Williams hätte wissen müssen, dass sie als Folge ihrer Schimpftirade mindestens mit einer Verwarnung zu rechnen hatte. Sie kann sich nicht auf Unwissenheit berufen, schließlich gibt es genügend ähnlich gelagerte Fälle aus ihrer Vergangenheit, allein bei den US Open. Beispielsweise 2009 im Halbfinale gegen Kim Clijsters, als sie nach einer Fußfehlerentscheidung die Linienrichterin mit den Worten anging: "Bei Gott, ich schwöre, dass ich dir einen dieser verdammten Bälle in den Hals schiebe. Ich schwöre es!" Oder zwei Jahre später im Finale gegen die Australierin Sam Stosur, als sie sich mit der griechischen Schiedsrichterin Eva Asderaki anlegte und wissen ließ: "Ich verachte dich. Wenn du mir das nächste Mal begegnest, dann schaust du besser auf die andere Seite. Und gib mir bloß keine Verwarnung, weil ich hier meine Meinung sage. Wir sind in Amerika, soweit ich weiß." Solidarität unter Frauen ist übrigens keine schlechte Grundvoraussetzung für den Kampf um Gleichberechtigung.

Die Doppelstandards sind unerträglich

Zumal der Tennissport tatsächlich nicht immer nett ist zum weiblichen Geschlecht, da hat Williams Recht. Und es ist unbedingt richtig darauf hinzuweisen, dass die unerträglichen Doppelstandards im Umgang mit Männern und Frauen abgeschafft gehören. Jüngstes Beispiel ist der Falle der Französin Alizé Cornet, die dafür bestraft worden war, dass sie sich auf dem Platz umgezogen und exakt neun Sekunden lang ihren Sport-BH gezeigt hat. Ja, auf dem Tennisplatz geht es bisweilen ordentlich sexistisch zu. Bei ihren männlichen Kollegen stört sich auch keiner am Anblick des entblößten Oberkörpers. Dass Frauen zuzutrauen ist, selber zu entscheiden, ob sie der Öffentlichkeit ihre Funktionsunterwäsche zeigen wollen, hat inzwischen auch der US-amerikanische Tennisverband erkannt und die entsprechende Regel abgeschafft. Das ist insofern erfreulich, als dass es zeigt, wie ernst Sexismusprobleme genommen werden.

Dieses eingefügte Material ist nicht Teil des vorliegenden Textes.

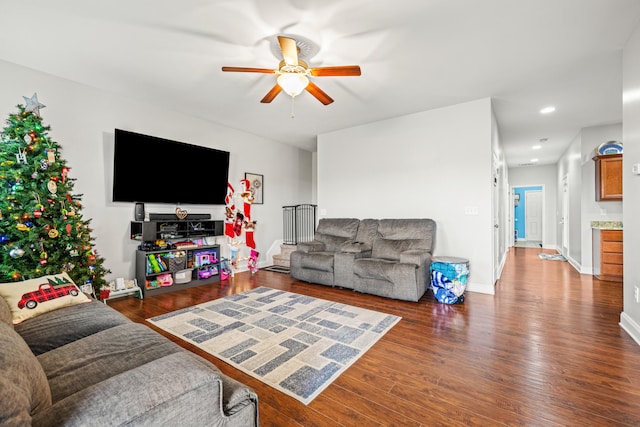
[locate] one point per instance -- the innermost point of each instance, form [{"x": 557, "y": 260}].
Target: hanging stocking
[
  {"x": 228, "y": 229},
  {"x": 249, "y": 238},
  {"x": 237, "y": 226}
]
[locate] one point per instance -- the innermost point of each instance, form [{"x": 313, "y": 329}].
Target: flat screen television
[{"x": 156, "y": 170}]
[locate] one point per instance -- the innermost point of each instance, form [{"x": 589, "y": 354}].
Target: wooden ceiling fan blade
[
  {"x": 248, "y": 70},
  {"x": 344, "y": 70},
  {"x": 318, "y": 93},
  {"x": 289, "y": 50},
  {"x": 272, "y": 94}
]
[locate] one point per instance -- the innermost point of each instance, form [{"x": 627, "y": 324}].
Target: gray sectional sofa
[
  {"x": 385, "y": 257},
  {"x": 88, "y": 365}
]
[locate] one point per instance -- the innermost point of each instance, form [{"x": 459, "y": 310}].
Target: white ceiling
[{"x": 415, "y": 55}]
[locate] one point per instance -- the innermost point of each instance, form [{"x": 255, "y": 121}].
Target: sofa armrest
[
  {"x": 313, "y": 246},
  {"x": 177, "y": 389},
  {"x": 354, "y": 247},
  {"x": 418, "y": 257}
]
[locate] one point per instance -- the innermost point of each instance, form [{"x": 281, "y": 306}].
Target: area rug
[
  {"x": 296, "y": 344},
  {"x": 552, "y": 257}
]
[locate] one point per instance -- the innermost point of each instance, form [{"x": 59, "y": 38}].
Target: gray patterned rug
[{"x": 294, "y": 343}]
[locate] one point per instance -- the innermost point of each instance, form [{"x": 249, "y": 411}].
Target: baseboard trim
[
  {"x": 630, "y": 326},
  {"x": 481, "y": 288}
]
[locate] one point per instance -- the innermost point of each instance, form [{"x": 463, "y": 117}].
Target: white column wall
[{"x": 630, "y": 318}]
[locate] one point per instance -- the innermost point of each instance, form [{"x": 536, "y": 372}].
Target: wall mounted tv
[{"x": 156, "y": 170}]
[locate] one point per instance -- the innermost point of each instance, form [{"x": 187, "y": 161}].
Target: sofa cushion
[
  {"x": 389, "y": 249},
  {"x": 33, "y": 297},
  {"x": 409, "y": 228},
  {"x": 5, "y": 312},
  {"x": 90, "y": 360},
  {"x": 331, "y": 243},
  {"x": 51, "y": 330},
  {"x": 340, "y": 227},
  {"x": 24, "y": 389},
  {"x": 322, "y": 261}
]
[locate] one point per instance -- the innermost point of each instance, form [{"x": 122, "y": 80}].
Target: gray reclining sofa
[
  {"x": 386, "y": 257},
  {"x": 88, "y": 365}
]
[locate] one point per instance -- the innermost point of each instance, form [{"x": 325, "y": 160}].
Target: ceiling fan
[{"x": 293, "y": 74}]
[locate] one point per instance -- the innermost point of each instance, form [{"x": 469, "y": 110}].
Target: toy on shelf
[{"x": 239, "y": 229}]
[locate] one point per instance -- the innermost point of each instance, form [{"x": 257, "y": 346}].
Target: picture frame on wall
[{"x": 257, "y": 186}]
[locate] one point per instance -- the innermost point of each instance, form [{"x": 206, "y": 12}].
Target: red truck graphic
[{"x": 46, "y": 292}]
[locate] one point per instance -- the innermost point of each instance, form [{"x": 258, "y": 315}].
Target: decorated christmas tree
[{"x": 42, "y": 231}]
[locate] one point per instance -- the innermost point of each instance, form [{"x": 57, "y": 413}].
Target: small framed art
[{"x": 257, "y": 187}]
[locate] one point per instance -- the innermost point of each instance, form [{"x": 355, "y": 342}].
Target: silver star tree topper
[{"x": 33, "y": 105}]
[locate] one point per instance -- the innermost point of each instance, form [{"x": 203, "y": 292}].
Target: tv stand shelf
[
  {"x": 150, "y": 231},
  {"x": 202, "y": 267}
]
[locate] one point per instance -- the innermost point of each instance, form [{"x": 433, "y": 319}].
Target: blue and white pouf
[{"x": 449, "y": 277}]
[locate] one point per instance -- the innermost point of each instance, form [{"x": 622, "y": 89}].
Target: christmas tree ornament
[
  {"x": 21, "y": 157},
  {"x": 33, "y": 105},
  {"x": 16, "y": 253}
]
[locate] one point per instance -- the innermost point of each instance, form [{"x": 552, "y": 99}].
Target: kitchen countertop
[{"x": 607, "y": 225}]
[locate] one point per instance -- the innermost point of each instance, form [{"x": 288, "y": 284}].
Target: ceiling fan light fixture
[{"x": 293, "y": 83}]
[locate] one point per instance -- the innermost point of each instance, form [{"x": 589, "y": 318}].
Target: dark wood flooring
[{"x": 546, "y": 350}]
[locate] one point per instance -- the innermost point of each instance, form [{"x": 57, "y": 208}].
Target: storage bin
[
  {"x": 175, "y": 263},
  {"x": 449, "y": 277},
  {"x": 183, "y": 276}
]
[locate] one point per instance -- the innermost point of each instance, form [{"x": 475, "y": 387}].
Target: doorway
[{"x": 528, "y": 216}]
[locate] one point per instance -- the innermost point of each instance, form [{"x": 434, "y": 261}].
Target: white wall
[
  {"x": 82, "y": 121},
  {"x": 431, "y": 164},
  {"x": 546, "y": 176},
  {"x": 570, "y": 165},
  {"x": 591, "y": 138},
  {"x": 630, "y": 318}
]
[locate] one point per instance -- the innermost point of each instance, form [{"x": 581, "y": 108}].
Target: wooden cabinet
[
  {"x": 608, "y": 177},
  {"x": 607, "y": 255}
]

Leider lässt sich diese Erkenntnis nicht uneingeschränkt auf den Sport übertragen. Ausgerechnet die Women's Tennis Association hat sich in der Vergangenheit verdächtig gemacht, die Anliegen ihrer weiblichen Mitglieder nicht immer bestmöglich voranzutreiben. Beispielsweise wenn es um die Vereinbarkeit von Mutterschaft und Beruf geht. Als Williams nach der Geburt ihrer Tochter Olympia auf die Tour zurückkehrte, wurde sie genauso behandelt wie Maria Scharapowa nach ihrer Dopingsperre. Sie war bei keinem Turnier gesetzt, war von Nummer eins auf Platz 491 der Weltrangliste abgerutscht.

Und während beispielsweise der Coach von Simona Halep öffentlich forderte, Frauen sollten nicht für ihre Schwangerschaft bestraft werden, schweigt Williams zu dem Thema. Dabei wäre die Pressekonferenz am Samstag ein wunderbarer Anlass gewesen, auf die absurde Benachteiligung von Müttern aufmerksam zu machen. Es wäre ein lobenswerter Schritt im Kampf um Gleichberechtigung gewesen. Stattdessen hat Williams mit ihrem Auftritt das Gegenteil bewirkt.